Makin SDJ, Doubal FN, Dennis MS, and Wardlaw JM. Clinically Confirmed Stroke With Negative Diffusion-Weighted Imaging Magnetic Resonance Imaging: Longitudinal Study of Clinical Outcomes, Stroke Recurrence, and Systematic Review. Stroke. 2015

The authors, in their paper titled “Clinically-confirmed stroke with negative DWI MRI. Long term clinical outcomes, stroke recurrence and systematic review”, raise an important question, if a patient with clinical symptoms of stroke has a negative DWI – MRI does that patient have a better prognosis? To answer this question they performed a prospective observational study over 2 years of patients presenting to a single center with acute non-disabling strokes. They collected initial clinical and imaging characteristics and followed these patients for a year. 

 They enrolled 264 patients of whom nearly one-third had no acute lesion on MRI. DWI-positive patients were more likely to have carotid stenosis, Atrial arrhythmias, higher NIHSS, more White matter hyper intensities and cortical stroke.
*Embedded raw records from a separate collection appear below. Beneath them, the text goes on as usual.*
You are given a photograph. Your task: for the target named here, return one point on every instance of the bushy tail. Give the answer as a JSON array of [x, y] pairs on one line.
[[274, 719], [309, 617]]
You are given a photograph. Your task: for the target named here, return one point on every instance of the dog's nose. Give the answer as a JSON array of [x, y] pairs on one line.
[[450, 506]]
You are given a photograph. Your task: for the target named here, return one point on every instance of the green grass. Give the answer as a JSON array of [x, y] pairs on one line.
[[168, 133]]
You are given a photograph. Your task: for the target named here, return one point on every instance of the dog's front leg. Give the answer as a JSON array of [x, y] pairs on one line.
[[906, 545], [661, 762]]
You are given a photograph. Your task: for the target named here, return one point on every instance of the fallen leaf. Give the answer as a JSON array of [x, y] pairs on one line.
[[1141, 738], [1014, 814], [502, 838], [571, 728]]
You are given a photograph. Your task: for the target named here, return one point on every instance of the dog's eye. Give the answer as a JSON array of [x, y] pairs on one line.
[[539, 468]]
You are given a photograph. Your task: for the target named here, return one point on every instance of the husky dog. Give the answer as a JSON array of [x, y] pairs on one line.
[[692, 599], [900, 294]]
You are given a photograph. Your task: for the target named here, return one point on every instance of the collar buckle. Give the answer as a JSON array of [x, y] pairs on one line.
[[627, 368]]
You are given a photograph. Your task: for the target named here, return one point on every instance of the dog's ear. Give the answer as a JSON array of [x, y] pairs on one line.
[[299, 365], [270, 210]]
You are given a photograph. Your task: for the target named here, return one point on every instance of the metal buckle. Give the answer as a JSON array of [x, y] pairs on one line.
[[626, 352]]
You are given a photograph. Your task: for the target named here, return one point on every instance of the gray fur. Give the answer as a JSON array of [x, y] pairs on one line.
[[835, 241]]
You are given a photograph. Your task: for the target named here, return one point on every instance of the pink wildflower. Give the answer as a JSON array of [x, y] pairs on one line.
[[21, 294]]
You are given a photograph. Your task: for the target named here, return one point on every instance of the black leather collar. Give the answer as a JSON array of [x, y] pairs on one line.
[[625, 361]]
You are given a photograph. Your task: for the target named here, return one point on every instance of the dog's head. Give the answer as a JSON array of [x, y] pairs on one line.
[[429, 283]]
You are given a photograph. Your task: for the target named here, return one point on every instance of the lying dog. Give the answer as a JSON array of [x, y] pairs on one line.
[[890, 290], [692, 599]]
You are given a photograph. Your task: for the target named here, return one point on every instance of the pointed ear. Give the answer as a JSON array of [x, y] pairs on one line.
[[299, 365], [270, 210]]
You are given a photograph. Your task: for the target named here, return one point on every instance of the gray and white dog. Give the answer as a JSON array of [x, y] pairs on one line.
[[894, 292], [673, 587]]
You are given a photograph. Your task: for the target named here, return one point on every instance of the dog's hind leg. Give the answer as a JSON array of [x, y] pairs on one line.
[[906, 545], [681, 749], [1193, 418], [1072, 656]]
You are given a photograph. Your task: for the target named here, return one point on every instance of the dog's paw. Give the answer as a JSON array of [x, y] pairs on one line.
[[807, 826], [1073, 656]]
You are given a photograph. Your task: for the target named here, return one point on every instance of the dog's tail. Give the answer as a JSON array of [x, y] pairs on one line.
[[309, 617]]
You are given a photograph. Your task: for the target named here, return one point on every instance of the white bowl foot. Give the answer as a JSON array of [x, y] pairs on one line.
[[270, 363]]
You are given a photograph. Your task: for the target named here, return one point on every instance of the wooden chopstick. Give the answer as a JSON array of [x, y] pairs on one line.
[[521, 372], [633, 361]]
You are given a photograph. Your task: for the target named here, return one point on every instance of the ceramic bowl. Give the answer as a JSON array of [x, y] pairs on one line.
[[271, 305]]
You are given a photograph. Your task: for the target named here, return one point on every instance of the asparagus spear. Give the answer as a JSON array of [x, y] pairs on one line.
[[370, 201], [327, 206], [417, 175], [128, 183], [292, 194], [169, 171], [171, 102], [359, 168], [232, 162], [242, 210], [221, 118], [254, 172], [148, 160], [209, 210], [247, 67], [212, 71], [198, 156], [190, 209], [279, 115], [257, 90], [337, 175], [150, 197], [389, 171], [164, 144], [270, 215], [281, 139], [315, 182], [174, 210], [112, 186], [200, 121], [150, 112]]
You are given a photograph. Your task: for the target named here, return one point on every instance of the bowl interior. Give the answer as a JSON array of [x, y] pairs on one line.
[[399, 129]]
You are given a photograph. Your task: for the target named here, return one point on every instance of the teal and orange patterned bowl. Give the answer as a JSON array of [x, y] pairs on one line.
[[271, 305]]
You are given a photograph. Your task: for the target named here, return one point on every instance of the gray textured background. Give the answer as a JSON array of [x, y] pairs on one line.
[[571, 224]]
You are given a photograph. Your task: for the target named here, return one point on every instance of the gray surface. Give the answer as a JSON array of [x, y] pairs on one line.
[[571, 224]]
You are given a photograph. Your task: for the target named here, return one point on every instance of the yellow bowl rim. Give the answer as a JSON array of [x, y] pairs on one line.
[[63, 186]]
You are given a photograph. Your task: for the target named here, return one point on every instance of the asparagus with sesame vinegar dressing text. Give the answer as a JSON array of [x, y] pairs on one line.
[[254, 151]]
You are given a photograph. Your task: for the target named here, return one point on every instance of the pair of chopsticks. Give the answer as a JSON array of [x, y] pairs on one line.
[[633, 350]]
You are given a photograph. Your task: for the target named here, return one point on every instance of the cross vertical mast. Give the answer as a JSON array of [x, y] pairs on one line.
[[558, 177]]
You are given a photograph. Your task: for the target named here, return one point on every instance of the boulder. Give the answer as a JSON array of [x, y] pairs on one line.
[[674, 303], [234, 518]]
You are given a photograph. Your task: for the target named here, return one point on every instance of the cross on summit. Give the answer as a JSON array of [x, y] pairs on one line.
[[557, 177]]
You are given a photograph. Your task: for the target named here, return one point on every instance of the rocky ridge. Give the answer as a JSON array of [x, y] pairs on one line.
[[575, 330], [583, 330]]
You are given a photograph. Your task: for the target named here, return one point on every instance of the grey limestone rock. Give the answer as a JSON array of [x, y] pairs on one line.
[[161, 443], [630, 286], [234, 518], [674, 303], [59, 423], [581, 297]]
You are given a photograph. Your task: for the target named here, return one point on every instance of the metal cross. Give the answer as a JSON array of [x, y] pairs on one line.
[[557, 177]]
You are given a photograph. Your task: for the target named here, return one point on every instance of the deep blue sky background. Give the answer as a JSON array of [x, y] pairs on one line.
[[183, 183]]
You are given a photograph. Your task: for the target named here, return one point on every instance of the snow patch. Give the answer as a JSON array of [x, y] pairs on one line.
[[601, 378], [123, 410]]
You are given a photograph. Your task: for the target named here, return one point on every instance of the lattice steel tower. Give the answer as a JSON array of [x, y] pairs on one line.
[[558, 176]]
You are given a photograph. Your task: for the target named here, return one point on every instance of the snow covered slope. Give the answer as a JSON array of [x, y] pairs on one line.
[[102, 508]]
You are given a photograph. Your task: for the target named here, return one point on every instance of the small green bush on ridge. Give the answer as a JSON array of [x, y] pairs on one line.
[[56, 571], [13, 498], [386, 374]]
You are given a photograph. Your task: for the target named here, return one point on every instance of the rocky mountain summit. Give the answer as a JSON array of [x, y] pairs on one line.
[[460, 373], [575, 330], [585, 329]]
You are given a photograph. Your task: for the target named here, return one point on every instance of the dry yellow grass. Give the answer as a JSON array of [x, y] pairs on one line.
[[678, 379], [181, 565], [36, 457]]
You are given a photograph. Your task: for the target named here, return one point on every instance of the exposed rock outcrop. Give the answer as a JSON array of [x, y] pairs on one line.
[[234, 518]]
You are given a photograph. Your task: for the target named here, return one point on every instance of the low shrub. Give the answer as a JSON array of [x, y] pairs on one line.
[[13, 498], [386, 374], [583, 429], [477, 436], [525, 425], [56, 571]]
DWI-negative patients were more likely to have ischemic heart disease or a previous stroke, and be scanned later. After adjustment for age and sex, any embolic source and time to scanning were no longer associated with lesion presence. Of the 198 patients that follow up with a 1-year scan, the patients without an acute ischemic index MRI lesion were just as likely to have persistent symptoms, cognitive impairment, stroke-related disability (mRS≥2), or recurrent stroke/TIA as those who had a DWI-positive index lesion.

They also performed a meta-analysis of prior studies looking at non-disabling strokes and MRI findings and found a similar number of DWI negative strokes in those patients. The study suggests that even in DWI negative patients presenting with acute stroke symptoms, secondary prevention must be pursued as aggressively as in those with DWI-positive stokes.